NEAq Day 6: Quincy Care Center

At the end of my week at the New England Aquarium main campus, I drove down to meet Dan Dolan (friend of the Sea Rovers) and his wife Dawn at their home in Higham, MA.

We went for a lovely dinner while we talked about my week and the experiences I had at the New England Aquarium. It’s truly been an incredible week. As I told Dan, I thought I knew the aquarium well, having spent so much time there in the past and then having interned as an educator last summer. However, every single day I was learning about new behind-the-scenes areas, new aspects of exhibits, and new responsibilities and roles off the staff that I never knew about. Dan and Holly are good friends and coordinate their respective Internship aquarium weeks in conversation with each other, and I think that it was very interesting for me personally to learn so much at the different facilities because of my amount of experience (or lack thereof) at each aquarium. In Baltimore, I was learning that aquarium for the first time, and I was exposed to a lot of the behind-the-scenes cogs and systems before I became too familiar with the layout of the Aquarium itself. Because of that, my understanding of the Aquarium and how it runs was being filled in from the inside out, as one big picture revealing itself. However, because I already knew a lot about the guest side of the New England Aquarium operations, seeing so much behind-the-scenes expanded on and colored in my previous understanding of how it runs, and I saw NEAq from completely new angles. Two very different learning experiences at two different aquariums, and I’m glad I got to have both, since I got different things out of each!

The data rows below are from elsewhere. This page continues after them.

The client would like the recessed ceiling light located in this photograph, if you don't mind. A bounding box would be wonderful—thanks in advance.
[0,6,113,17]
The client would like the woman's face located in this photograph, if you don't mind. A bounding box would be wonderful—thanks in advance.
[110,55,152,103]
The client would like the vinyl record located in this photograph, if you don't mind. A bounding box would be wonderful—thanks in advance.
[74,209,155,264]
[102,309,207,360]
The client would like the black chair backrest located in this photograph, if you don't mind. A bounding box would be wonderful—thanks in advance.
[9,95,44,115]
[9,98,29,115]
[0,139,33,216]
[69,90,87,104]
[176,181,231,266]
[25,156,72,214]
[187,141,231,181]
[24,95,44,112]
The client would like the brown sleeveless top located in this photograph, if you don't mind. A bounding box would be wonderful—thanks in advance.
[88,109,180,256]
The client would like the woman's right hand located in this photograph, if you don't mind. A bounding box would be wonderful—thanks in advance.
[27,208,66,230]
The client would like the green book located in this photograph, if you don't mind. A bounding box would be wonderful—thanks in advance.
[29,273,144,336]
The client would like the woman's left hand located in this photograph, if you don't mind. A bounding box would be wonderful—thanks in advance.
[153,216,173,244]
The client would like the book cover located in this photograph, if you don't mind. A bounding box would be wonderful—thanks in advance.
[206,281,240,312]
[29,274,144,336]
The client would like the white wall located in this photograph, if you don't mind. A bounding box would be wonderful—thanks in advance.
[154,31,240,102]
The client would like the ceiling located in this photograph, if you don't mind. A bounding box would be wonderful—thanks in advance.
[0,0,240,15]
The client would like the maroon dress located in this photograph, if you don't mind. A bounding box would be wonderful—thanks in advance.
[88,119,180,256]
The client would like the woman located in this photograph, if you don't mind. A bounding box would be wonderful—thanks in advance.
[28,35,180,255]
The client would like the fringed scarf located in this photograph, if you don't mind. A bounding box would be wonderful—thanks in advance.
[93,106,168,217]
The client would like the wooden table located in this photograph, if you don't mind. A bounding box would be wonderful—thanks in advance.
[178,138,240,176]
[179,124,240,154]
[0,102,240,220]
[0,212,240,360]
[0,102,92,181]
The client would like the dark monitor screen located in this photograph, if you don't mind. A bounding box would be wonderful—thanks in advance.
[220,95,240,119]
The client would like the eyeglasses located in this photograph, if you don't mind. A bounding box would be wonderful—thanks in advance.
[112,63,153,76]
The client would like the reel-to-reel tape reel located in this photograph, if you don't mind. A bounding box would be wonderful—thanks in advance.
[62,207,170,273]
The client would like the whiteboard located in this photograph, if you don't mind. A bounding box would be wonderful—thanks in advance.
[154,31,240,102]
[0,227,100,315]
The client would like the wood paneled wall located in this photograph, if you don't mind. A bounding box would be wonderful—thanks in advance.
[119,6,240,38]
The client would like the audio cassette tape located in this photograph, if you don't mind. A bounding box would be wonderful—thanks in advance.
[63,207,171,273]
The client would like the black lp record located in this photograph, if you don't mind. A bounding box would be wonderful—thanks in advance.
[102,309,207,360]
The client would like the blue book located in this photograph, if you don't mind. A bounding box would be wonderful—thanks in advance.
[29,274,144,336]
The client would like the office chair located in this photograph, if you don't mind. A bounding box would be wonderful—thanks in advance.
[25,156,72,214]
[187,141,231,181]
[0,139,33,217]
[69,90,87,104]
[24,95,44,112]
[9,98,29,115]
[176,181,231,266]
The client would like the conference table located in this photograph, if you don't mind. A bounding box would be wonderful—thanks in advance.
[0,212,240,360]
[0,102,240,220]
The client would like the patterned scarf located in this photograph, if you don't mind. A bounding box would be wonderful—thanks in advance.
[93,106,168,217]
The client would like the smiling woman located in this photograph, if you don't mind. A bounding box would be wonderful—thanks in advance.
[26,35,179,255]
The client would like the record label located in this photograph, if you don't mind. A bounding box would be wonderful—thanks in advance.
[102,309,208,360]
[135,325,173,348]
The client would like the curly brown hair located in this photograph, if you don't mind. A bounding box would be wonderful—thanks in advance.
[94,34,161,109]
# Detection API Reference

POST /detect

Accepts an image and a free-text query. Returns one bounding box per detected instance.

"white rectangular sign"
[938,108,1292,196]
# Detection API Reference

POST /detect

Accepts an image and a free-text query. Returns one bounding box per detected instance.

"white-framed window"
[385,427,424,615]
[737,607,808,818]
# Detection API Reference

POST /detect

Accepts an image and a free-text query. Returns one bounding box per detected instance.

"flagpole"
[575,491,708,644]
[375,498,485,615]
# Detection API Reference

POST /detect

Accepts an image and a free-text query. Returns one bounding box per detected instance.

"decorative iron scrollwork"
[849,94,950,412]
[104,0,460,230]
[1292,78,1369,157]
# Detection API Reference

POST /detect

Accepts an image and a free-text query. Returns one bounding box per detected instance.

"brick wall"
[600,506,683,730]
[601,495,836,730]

After Dan and Dawn and I finished up our dinner and conversation, we stepped outside to find a Beatles tribute band playing by the harbor! 

The next morning, Dan and I drove down to the Quincy animal care center a few minutes away. I had heard about the Quincy center in the abstract, but knew very little about what actually happened there, so I was very curious to see what it was like! I would be spending the morning in the husbandry section, and after lunch would move over to the turtle rehab section. The first thing I saw when we walked in was the tank with the cownose rays. Most of the tanks there have viewing windows on their side, and the cownose window faced the entrance directly, so I could see them all swimming by.

Dan gave me a tour of the husbandry area, and after introducing me to the cownose rays, he brought me to a darkened viewing area to see into the tank with three juvenile sand tiger sharks! They were beautiful, and very different from what I know adult sand tigers look like from Shark Alley in Baltimore.

After my tour, we got to work. Dan and I worked together to vacuum the floors of two of the larger tanks, before I joined the 10am cownose ray feeding. Their biggest and oldest cownose is named Mystic, and she’s very noticable because she’s at least two-thirds bigger than the rest of them. The rest of mine and Dan’s morning was spent helping to build a new rack for smaller tanks. We helped cut the fiberglass bars, and I was the driller making all teh holes for the screws and helping to screw it all together. After we had finished the first story of the rack, it was time to break for lunch – our thai food had arrived.

After lunch, I headed to the other side of the warehouse to the turtle hospital. Most of the sea turtles have been released, with only two left (one just finished medication, the other is getting moved to a longer-term treatment facility). I carefully siphon-vaccumed their two tanks and then helped the team finish draining one of the empty tanks. Once the turtle team was done for the day, I rejoined the construction efforts and we finished another section of the rack.

And then, all too soon, my time with Dan at NEAq was done! What a whirlwind week, every day brought so many new experiences to the table and I love the New England Aquarium even more for it. It was truly such a fantastic week, and I couldn’t have asked for a better wrap-up to my aquarium weeks. Thank you Dan!